In human medicine there is a term called “shared decision making.” It means that the patient is provided with the best available evidence about a medical situation and is encouraged to weigh in on the diagnostic and treatment options instead of leaving all the decisions to be made by the physician.
We believe the same should be true for animal medicine. Your knowledge about your pet qualifies you to collaborate in the process of how best to diagnose a health problem based on your dog’s symptoms, in addition to choosing from among treatment options once the cause of the problem has been identified.

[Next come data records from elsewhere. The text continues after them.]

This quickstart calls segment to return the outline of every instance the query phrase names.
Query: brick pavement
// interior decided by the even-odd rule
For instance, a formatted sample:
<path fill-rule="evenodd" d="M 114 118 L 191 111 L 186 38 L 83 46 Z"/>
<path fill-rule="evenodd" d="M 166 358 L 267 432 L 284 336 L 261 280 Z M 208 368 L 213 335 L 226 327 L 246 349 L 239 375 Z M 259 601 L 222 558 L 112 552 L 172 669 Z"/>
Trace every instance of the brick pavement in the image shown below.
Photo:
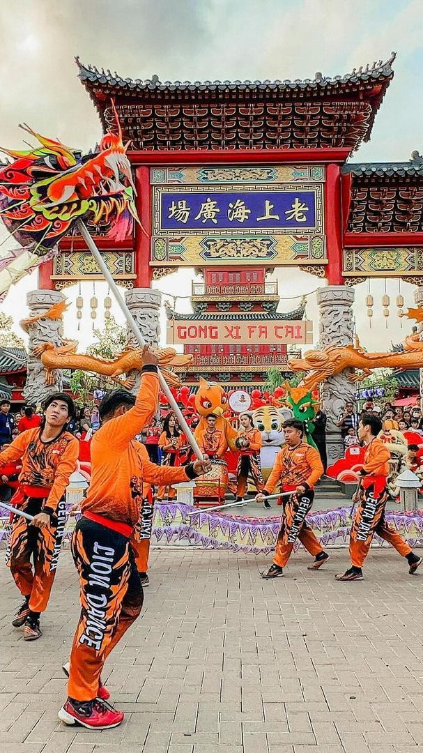
<path fill-rule="evenodd" d="M 370 553 L 363 582 L 339 584 L 293 557 L 154 550 L 142 617 L 107 665 L 126 712 L 112 730 L 62 725 L 61 663 L 78 608 L 68 551 L 44 636 L 10 626 L 19 599 L 0 569 L 2 753 L 411 753 L 423 748 L 423 573 L 396 553 Z"/>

It doesn’t mean you have the knowledge of a vet, but you do bring things to the table that a vet does not. A case in point:
We knew of a man who took his dog to the vet because there was swelling in his groin. The doctor put the dog on antibiotics, and that cleared up the swelling around the edges, but the vet said he still had a mass that didn’t look right and could be cancer. She took a needle aspirate and examined the contents under a microscope. There were no cancer cells. She then took a photo of the dog from underneath and sent it to a veterinary internist at a nearby hospital, who advised that the animal come in for some diagnostics that involved sedation so that she could get deeper into the tissue and see what was going on.
Before going that route, the man decided to take his dog to a veterinary surgeon who spent much of his time removing canine masses, lumps, and bumps that weren’t part of normal canine anatomy. That doctor could find absolutely nothing wrong — no mass, no swelling, no tissue that wasn’t supposed to be there. Why the initial veterinarian thought there was a problem it’s hard to say — maybe there was still some swelling left from the infection. But the man’s hunch that his dog was healthy was right.
Sometimes it goes in the opposite direction. Someone who lives with a dog is the first to detect that all is not as it should be and can clue the veterinarian in so he can do a workup based on symptoms. Either way, it’s a dog “parent’s” duty to weigh in because he or she has made observations that can inform both diagnostics and treatment.